Praying Mantis; Mantis religiosa

mantis copyArticle and Photos by Steve Miller

The praying mantis’ looks are deceiving.  It moves about slowly, almost reverently.  It appears to kneel in prayer, lifting its front legs much like human arms, folding its “hands” in prayer.  It’s the only bug on the planet that can swivel its head from side to side in a human like motion, slowly and deliberately.  As I photographed this “gentle” creature, I was amazed at the mannerisms that reminded me of a gentle Buddhist monk.

Despite their appearance and behavior, they’re anything but gentle.  Watching a mantis in close proximity to a cricket gave me insight into the vicious nature of this insect. Once it became aware of the cricket, the mantis stood on a limb completely still. With the exception of its head moving, looking, assessing the surroundings, it was motionless.  Meanwhile, the cricket wandered aimlessly throughout the area, oblivious to the looming threat.  The mantis just waited patiently for the cricket to come close enough and BLAM!  It pounced at lightning speed.  Mantis are not hunters.  They let the prey come to them.

Barbs on the mantis’ “hands” that were so reverently folded in prayer only seconds ago now dug firmly into the cricket’s flesh.  Although its panicked attempts to escape the mantis’ grip were feverishly desperate, they were also futile.  Showing no mercy, the mantis proceeded to eat the cricket alive.

If the cricket had been another mantis, it would still not have received any professional courtesy.  The mantis is cannibalistic.  Even the stronger and bigger female mantis has a reputation for eating her former mate.  With a ravenous appetite from the moment that it hatches, the mantis has been known to dine on its own siblings if it can’t find other food.  If I were to name this bug, I would call it Mantis vacuus misericordia, which in Latin means, “Mantis without mercy”.

With no other weapon at its disposal, the mantis will eject a dark, foul-smelling liquid to disable its prey.  When threatened, it may rise on its hind legs and use its wings to rattle or hiss.

Anatomy

About are a few different varieties of praying mantis native to the Sonoran desert.   They are biological cousins to grasshoppers, crickets, cockroaches, and walking sticks. Like any other insect, they are divided into three sections, the head, thorax, abdomen, and exoskeleton.
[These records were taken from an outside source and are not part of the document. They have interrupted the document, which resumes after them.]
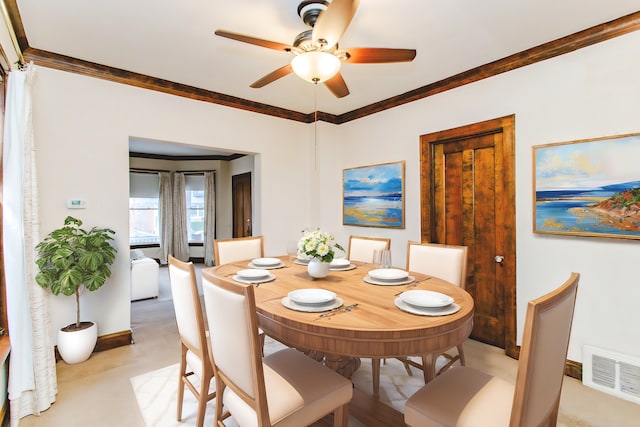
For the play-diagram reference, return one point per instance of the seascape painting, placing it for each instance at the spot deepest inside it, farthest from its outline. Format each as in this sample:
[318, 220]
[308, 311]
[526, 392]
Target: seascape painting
[588, 188]
[373, 196]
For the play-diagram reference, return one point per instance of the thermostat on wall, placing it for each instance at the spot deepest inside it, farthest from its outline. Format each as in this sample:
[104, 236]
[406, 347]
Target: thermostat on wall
[76, 204]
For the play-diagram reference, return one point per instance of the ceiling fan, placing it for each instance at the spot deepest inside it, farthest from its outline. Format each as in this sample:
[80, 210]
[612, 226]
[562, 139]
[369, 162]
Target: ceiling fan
[317, 57]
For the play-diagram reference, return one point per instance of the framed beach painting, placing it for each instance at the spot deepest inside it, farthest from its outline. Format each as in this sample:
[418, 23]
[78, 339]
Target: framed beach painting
[588, 187]
[373, 196]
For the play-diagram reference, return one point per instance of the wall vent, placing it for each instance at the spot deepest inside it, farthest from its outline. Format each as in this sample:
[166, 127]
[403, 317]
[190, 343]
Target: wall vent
[612, 373]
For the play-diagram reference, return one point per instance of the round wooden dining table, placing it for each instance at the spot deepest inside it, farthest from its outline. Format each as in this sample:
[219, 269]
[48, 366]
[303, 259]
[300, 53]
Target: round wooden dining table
[374, 328]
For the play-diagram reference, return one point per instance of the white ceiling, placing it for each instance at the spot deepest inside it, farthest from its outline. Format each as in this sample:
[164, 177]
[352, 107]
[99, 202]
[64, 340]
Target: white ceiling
[174, 40]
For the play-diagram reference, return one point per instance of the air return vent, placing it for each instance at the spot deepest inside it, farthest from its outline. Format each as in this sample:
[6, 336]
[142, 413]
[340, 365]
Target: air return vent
[612, 373]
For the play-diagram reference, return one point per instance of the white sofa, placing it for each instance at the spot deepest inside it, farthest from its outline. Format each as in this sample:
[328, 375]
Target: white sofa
[144, 276]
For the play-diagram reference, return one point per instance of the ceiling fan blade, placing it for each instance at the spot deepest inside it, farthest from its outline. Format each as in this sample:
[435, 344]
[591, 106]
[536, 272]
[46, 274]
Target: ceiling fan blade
[337, 86]
[272, 76]
[333, 22]
[373, 55]
[255, 41]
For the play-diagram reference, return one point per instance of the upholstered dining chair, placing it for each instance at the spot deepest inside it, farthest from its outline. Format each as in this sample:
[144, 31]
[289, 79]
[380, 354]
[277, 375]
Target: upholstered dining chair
[447, 262]
[195, 357]
[463, 396]
[286, 388]
[361, 248]
[226, 251]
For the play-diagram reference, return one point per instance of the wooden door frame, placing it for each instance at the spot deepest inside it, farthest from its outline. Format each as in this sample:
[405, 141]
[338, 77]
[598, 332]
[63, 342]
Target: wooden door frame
[505, 204]
[246, 176]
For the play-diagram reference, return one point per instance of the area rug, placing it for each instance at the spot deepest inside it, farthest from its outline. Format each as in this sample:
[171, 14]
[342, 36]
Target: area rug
[156, 392]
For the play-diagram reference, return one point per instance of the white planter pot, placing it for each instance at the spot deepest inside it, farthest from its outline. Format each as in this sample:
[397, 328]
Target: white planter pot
[318, 269]
[77, 346]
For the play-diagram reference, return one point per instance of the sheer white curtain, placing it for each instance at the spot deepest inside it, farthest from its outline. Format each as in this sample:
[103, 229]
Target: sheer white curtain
[180, 232]
[166, 217]
[209, 216]
[32, 374]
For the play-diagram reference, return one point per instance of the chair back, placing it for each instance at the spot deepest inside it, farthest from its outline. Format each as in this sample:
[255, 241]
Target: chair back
[361, 248]
[447, 262]
[188, 310]
[544, 351]
[235, 344]
[240, 248]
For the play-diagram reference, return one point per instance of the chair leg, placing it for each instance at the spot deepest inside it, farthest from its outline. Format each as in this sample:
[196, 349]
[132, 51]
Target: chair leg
[203, 398]
[181, 386]
[428, 367]
[460, 348]
[375, 376]
[341, 416]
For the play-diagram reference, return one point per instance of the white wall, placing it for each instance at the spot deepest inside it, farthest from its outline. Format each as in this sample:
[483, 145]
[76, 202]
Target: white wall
[589, 93]
[82, 127]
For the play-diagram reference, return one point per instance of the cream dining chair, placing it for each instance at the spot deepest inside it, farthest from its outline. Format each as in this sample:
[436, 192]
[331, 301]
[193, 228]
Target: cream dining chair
[285, 388]
[447, 262]
[226, 251]
[361, 248]
[195, 357]
[466, 397]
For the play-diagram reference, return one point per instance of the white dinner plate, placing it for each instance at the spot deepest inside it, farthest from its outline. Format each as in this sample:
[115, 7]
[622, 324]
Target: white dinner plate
[373, 281]
[267, 267]
[266, 262]
[426, 299]
[340, 262]
[313, 296]
[267, 278]
[425, 311]
[388, 274]
[312, 308]
[252, 274]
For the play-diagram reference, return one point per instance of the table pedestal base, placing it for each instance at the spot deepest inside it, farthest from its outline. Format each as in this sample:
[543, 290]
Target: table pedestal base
[345, 366]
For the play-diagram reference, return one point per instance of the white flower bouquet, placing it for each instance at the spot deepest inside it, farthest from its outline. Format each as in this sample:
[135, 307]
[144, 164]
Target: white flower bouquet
[318, 244]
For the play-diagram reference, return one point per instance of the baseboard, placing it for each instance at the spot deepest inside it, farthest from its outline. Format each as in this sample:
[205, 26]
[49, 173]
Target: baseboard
[109, 341]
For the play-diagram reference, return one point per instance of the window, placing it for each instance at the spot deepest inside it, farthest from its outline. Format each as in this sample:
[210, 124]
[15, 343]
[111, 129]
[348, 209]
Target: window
[144, 210]
[194, 185]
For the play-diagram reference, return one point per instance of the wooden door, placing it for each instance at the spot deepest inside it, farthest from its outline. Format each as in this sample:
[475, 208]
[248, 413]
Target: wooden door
[468, 198]
[241, 194]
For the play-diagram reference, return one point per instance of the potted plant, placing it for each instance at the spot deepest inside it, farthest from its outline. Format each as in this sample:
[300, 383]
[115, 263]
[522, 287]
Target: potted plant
[320, 248]
[70, 259]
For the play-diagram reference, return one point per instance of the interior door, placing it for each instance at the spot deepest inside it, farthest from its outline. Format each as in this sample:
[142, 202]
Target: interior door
[468, 198]
[241, 196]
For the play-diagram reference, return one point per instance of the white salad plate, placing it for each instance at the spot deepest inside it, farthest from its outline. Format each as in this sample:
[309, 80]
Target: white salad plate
[345, 268]
[340, 262]
[426, 311]
[266, 267]
[266, 262]
[317, 308]
[388, 274]
[426, 299]
[302, 261]
[312, 296]
[252, 274]
[404, 281]
[264, 279]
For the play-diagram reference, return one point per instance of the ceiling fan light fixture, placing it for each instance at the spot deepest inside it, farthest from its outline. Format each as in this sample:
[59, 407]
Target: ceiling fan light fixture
[315, 66]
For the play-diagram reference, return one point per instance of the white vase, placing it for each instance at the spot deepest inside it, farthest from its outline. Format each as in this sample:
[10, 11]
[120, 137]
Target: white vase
[317, 268]
[77, 346]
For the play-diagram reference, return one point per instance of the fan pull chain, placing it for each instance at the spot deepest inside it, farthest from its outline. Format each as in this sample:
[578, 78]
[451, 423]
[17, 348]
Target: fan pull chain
[315, 127]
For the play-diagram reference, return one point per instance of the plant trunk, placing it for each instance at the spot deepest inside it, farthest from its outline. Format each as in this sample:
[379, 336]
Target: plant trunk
[78, 307]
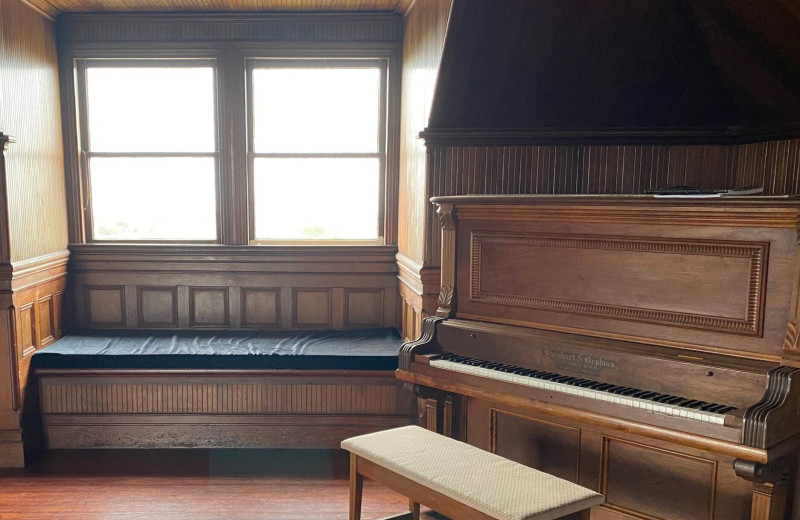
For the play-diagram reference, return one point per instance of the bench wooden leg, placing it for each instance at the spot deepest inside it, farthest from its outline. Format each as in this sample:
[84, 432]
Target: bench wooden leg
[414, 508]
[356, 488]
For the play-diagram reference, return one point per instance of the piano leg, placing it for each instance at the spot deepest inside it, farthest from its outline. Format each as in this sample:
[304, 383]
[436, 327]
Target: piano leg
[770, 487]
[441, 413]
[769, 501]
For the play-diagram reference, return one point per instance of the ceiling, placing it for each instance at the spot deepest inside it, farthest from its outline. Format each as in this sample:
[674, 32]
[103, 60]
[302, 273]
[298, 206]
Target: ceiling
[53, 8]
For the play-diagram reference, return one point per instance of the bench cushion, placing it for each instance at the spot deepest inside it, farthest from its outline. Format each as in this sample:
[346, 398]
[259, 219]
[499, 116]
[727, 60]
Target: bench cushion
[365, 349]
[484, 481]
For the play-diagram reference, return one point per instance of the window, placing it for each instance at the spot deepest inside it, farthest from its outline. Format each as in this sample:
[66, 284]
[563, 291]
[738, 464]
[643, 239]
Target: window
[228, 146]
[317, 149]
[149, 149]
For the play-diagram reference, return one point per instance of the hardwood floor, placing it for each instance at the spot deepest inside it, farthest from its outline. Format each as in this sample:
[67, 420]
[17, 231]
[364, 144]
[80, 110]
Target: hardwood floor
[189, 484]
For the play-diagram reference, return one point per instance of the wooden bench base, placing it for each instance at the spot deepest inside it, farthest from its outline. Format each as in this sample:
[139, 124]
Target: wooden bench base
[416, 493]
[459, 480]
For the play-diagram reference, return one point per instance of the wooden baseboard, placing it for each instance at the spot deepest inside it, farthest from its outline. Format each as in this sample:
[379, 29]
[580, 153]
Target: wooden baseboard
[11, 452]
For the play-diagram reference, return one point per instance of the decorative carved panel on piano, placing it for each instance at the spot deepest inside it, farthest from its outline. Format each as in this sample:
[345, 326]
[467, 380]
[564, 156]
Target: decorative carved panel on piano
[643, 347]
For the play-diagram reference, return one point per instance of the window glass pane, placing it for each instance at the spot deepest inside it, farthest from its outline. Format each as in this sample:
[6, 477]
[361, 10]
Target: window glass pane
[316, 199]
[313, 110]
[153, 199]
[150, 109]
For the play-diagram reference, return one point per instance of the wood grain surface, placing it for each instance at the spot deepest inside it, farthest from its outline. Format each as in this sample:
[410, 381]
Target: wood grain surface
[197, 484]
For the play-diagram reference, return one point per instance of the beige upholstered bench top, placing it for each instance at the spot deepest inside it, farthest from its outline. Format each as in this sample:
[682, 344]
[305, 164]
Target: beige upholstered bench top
[495, 486]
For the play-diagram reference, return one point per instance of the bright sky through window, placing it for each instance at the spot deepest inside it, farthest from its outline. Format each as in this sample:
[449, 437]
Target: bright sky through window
[151, 152]
[304, 119]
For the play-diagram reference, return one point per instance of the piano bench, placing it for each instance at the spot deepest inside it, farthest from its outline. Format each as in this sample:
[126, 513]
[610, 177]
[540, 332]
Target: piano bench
[458, 480]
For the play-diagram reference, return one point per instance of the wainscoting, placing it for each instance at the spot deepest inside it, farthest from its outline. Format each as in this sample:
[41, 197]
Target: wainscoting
[234, 287]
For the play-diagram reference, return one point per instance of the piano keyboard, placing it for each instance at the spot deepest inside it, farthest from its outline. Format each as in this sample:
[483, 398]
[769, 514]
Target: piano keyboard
[625, 396]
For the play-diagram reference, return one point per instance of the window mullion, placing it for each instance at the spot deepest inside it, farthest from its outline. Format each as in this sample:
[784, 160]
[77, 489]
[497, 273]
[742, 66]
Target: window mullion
[233, 183]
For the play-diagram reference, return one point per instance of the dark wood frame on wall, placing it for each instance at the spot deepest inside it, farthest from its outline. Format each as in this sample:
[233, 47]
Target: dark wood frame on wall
[230, 40]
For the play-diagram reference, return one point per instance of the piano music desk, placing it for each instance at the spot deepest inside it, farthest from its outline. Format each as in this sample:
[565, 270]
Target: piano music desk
[458, 480]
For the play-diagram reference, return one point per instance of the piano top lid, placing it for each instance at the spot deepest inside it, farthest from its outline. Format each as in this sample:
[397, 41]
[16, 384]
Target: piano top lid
[638, 199]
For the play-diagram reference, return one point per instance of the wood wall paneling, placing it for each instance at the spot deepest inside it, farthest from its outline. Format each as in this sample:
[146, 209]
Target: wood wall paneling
[312, 308]
[48, 329]
[363, 308]
[157, 306]
[235, 287]
[30, 111]
[208, 307]
[261, 307]
[105, 306]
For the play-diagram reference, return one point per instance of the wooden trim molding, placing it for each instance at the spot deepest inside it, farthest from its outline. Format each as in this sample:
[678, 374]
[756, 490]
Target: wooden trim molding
[587, 136]
[199, 27]
[44, 8]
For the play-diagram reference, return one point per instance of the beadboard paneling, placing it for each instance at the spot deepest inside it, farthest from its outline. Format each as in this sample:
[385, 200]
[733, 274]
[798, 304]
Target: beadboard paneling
[53, 7]
[274, 27]
[217, 408]
[772, 164]
[425, 26]
[569, 170]
[30, 111]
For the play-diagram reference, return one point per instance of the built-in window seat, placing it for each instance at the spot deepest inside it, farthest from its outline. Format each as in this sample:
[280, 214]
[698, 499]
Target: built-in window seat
[208, 389]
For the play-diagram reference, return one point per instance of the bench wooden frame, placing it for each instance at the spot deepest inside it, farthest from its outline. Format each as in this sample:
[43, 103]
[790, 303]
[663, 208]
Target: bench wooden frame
[476, 485]
[416, 493]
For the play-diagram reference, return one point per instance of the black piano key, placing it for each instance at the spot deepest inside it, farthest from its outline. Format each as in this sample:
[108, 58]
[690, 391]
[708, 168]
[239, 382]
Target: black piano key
[635, 393]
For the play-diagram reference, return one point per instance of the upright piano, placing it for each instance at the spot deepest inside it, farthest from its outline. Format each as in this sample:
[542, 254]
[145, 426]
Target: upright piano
[647, 348]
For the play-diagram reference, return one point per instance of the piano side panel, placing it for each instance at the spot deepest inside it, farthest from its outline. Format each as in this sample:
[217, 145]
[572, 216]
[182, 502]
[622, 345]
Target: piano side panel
[724, 289]
[642, 478]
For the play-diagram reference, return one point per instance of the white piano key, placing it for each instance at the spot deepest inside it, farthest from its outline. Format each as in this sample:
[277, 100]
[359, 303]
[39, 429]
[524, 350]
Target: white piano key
[600, 395]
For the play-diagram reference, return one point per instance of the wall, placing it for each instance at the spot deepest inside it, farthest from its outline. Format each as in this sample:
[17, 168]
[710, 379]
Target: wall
[33, 227]
[425, 26]
[30, 111]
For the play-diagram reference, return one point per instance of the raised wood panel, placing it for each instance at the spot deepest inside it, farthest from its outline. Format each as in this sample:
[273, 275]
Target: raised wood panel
[261, 307]
[157, 306]
[208, 307]
[48, 330]
[312, 308]
[363, 308]
[643, 479]
[30, 111]
[105, 305]
[708, 251]
[546, 446]
[425, 25]
[36, 287]
[26, 328]
[726, 280]
[237, 287]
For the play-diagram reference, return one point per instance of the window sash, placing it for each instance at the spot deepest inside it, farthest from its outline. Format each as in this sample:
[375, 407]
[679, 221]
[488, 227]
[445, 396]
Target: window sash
[346, 63]
[81, 66]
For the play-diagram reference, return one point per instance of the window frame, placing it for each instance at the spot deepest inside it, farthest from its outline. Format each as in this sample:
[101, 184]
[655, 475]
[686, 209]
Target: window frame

It comes factory equipped with two pairs of wings and three pairs of legs.

mantis 2

One of the things that make it unique in appearance is the triangular-shaped head and large compound eyes.  Compound eyes have several lenses that can sense movement.  One area that nature skipped in providing redundancy to the mantis in the ear – it only has one.  It uses this ear to alert it to the presence of its worst enemy, the bat.  It has a long, flexible giraffe-like neck that allows it to swivel it head.

Another behavior that gives the mantis a humanlike appearance is that it walks on its four back legs and used the two front ones as arms.

Cycle of Life

The lifespan of a praying mantis starts in the spring and ends in the fall.  It starts out as one of many in an egg sac.  It emerges looking like a miniature version of an adult mantis except that it doesn’t have wings.  Molting several times before reaching adulthood, the first order of business as a grownup mantis is to seek a mate.

I don’t know if the male is aware that his female partner will try to make him the main course for dinner after he’s fathered her children.  Perhaps if he was aware, the mantis population would quickly dwindle because the male wouldn’t be willing to take the risk in order to procreate the species.  Judging from the courtship ritual, which includes dancing and gentle stroking of the antennae, the male is unaware of his likely fate.  Both bugs continue on with the ritual which eventually ends with them engaging in “the big nasty”.  With a lot of skill and a little luck, the male may just get away.  It doesn’t matter though – they will both die of old age in a matter of days or weeks.

Regardless of the outcome for the male, the female, having got what she wanted, starts to build an elaborate nursery identical to the one she herself hatched from only a few months prior.  It is the single most important act of her life.  She will die within a couple of weeks.  Ce la vie.

Mythology

The mantis, because of its unique appearance and behavior, is also the subject of historical myths.  It is said to have directed the Islamic pilgrims to Mecca.  As a god, it helped locate lost sheep and goats in Africa.  The Chinese used is as a cure for bed wetting.  The mantis is pictured in Indian glyphs throughout the Sonoran desert.